Ich hab folgendes Problem: ich habe eine Datenbank zur Verwaltung von Verträgen in Access aufgebaut. in tutorials.de hab ich eine Suchmaske gefunden und eingebunden. Klappt soweit prima.  

Nur jetzt möchte ich mehr als ein Wort eingeben, Die nicht unbedingt miteinander in Verbindung stehen, wohl aber in der Vertragsgegenstandsbeschreibung existieren.   Wie kann ich soetwas verwirklichen? Muss ich eine 3fach gestaffelte Unterformularabfrage erstellen? oder gibt es noch eine andere Lösung?

danke 
euer Elsman!


----------



## Elsman (26. August 2004)

Ich habe einen Weg gefunden:

Ich beschränke mich bei der Suche vorerst auf 2 Begriffe. Diese werden in 2 ungebundene Textfelder (txt_VG_Suche, txt_VG_Suche2) eingetragen.
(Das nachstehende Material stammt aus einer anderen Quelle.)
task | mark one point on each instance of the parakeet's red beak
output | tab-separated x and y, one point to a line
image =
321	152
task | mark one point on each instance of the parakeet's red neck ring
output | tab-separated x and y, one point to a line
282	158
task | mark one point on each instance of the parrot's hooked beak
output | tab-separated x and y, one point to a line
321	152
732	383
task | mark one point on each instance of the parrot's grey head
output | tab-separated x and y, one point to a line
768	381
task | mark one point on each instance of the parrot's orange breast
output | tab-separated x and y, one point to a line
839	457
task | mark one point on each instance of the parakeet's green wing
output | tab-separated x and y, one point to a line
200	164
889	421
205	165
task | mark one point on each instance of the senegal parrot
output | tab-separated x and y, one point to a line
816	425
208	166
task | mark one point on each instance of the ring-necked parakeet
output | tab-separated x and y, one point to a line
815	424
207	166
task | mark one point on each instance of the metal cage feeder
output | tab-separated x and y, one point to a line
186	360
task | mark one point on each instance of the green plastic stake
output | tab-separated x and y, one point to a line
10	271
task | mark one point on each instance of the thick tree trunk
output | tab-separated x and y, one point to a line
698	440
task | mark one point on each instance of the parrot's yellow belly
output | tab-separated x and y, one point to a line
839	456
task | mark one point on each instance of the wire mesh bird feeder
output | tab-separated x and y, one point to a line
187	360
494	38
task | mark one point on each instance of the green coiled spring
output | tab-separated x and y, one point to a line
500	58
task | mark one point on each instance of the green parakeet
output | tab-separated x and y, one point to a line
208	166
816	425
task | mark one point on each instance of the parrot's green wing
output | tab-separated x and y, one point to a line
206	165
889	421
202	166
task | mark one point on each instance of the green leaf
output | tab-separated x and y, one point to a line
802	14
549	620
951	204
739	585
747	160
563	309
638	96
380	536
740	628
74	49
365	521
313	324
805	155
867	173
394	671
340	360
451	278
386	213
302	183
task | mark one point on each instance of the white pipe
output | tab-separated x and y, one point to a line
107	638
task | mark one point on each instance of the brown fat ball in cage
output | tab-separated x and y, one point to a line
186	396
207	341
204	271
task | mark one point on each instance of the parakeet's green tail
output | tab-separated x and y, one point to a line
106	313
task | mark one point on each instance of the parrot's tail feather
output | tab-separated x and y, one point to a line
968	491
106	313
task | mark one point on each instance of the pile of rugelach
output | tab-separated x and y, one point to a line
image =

Als Datenquelle für das Listenfeld starte ich jetzt die Abfrage:

SELECT [Verträge-Vg].VG FROM [Verträge-Vg] WHERE ((([Verträge-Vg].VG) Like "*" & [Formulare]![frm_Suche_VG]![txt_VG_Suche] & "*")) OR (([Verträge-VG].VG) Like "*" & [Formulare]![frm_Suche_VG]![txt_VG_Suche2] & "*")) ORDER BY [Verträge-Vg].VG;

und so klappt es..

Greetz 
Elsman


----------



## graf_brainstorm (29. August 2004)

*Suchmaske*

Hi, 

ich bin auch auf der Suche nach einer solchen Suchmaske für meine Datenbank.

Es wäre super wenn Du mir sagen könntest wo genau du das Formular gefunden hast.

Gruß

Andreas


----------



## MagicMatze (30. August 2004)

HIER is ne Anleitung zum Erstellen einer Suchmaske ... damit habs sogar ich hinbekommen 

MfG Matze


----------



## crazyb (1. September 2004)

Stimmt, das hat wirklich gut geklappt auch bei mir als newbe, hab nur ne frage, wenn ich die suchmaske nutze, gibt er ja immer nur einen diatenisatz aus, wie mache ich das dnen, wenn ich z.b. nach ner postleitzahl suche und in meiner datenbank 3 hersteller mit der selben postleitzahl habe? er gibt mir ja leider immer nur einen dann aus

bitte um hilfe

MfG Crazyb


----------



## MagicMatze (3. September 2004)

? hast du die so gebaut wie in dem tutorial beschriebn? da hast du dann ein Listenfeld in dem alle ergebnisse angezeigt werdn, dann kannst se einzeln auswählen ... also ich als totaler Access Newbie hab des in kurzer zeit hinbekommen mit der anleitung.

MfG Matze


----------